I am trying to understand the proof that the axis parallel rectangles are PAC learnable in the realizable case. This means that given $\epsilon, \delta$ with enough data we can find a function $h$ such that $$\mathbb{P}\left[\text{error} > \epsilon\right] \leq \delta$$ Here error can be seen as the probability of making an error with our chosen function $h$.
Now, for axis parallel rectangles (in binary classification) the usual argument goes like this, let $R$ be the true rectangle and let $R'$ be the smallest rectangle containing the positive examples, clearly $R' \subseteq R$, we consider the four rectangular strips between $R'$ and $R$. Clearly if all of them have probability $\leq \epsilon/4$ then the probability of making an error is less than $\epsilon$, so we can assume that at least one have probability of making an error $\geq \epsilon/4$.

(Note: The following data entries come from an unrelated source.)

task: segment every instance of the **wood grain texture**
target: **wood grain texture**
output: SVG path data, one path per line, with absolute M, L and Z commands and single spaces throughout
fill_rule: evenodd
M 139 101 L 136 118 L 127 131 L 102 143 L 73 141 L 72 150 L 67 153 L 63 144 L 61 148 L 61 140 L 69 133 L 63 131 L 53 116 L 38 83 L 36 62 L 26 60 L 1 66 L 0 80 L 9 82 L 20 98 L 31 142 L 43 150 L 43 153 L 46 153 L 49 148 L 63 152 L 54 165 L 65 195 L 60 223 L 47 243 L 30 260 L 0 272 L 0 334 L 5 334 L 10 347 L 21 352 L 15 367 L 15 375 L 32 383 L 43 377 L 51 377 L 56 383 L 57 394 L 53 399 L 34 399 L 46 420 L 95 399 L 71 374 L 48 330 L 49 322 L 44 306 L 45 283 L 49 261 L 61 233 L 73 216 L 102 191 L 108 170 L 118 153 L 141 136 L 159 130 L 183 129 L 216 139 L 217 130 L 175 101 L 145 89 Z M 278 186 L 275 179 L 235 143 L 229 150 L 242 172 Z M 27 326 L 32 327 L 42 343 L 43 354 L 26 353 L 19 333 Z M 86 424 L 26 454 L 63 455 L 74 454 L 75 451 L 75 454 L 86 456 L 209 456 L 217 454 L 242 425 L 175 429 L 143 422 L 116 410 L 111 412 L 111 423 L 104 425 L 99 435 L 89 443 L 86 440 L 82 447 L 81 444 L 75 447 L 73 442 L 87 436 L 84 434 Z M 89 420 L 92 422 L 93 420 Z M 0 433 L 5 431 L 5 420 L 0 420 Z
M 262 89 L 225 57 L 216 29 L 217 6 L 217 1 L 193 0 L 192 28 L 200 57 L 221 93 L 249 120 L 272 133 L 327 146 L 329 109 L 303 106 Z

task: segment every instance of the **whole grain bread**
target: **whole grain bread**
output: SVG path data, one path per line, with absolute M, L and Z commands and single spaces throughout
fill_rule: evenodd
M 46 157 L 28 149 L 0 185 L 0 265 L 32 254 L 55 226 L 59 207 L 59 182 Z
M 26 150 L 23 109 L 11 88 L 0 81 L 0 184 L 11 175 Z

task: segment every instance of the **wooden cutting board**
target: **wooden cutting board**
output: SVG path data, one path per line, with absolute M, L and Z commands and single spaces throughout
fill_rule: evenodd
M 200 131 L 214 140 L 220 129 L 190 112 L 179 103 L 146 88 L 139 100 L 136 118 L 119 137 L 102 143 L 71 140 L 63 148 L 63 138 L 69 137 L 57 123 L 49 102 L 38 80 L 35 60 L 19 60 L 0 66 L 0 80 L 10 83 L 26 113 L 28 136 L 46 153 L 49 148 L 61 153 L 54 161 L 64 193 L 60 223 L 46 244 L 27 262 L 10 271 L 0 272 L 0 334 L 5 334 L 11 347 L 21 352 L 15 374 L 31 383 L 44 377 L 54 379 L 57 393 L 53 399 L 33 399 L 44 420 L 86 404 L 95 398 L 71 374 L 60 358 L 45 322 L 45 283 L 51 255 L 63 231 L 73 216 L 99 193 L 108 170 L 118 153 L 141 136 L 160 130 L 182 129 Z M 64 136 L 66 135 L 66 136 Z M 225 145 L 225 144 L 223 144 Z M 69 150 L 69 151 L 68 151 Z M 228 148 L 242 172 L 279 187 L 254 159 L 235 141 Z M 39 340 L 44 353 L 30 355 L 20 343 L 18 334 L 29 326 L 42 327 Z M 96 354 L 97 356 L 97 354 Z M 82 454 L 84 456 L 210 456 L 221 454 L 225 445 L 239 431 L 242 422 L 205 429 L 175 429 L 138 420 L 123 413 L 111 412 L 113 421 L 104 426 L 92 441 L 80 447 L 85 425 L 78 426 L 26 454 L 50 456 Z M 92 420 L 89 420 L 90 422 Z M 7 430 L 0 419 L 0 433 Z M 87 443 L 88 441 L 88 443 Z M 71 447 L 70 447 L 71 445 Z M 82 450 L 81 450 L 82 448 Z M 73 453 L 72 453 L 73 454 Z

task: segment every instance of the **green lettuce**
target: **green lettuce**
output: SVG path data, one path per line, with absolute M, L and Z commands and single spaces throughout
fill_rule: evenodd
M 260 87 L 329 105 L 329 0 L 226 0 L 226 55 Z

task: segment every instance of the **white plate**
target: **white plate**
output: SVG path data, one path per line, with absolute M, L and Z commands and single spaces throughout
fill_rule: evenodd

For such a strip the probability of correctly classifying all the $m$ training examples is at most $(1 - \epsilon/4)^m$, and thus taking aunion bound over all strips we get that the probability of correctly classifying everything is less than $4(1-\epsilon/4)^m \leq 4e^{-m/4}$, and with a bit of algebra this yields that the sample complexity is $m \geq (4/\epsilon)\ln(4/\delta)$.
Here is a pdf that explains in a bit more detail, with some pictures, I just had to condense the argument as much as I can to fit it in here.
My question is, why do we have to consider the four rectangular strips separatedly, why can't we just say that the probability of the region between $R'$ and $R$ has to be greater than $\epsilon$ (because otherwise we are done), and thus using the same argument we would arrive at the better bound $m \geq (1/\epsilon)\ln(1/\delta)$?
Sorry for the long question, and thanks in advance.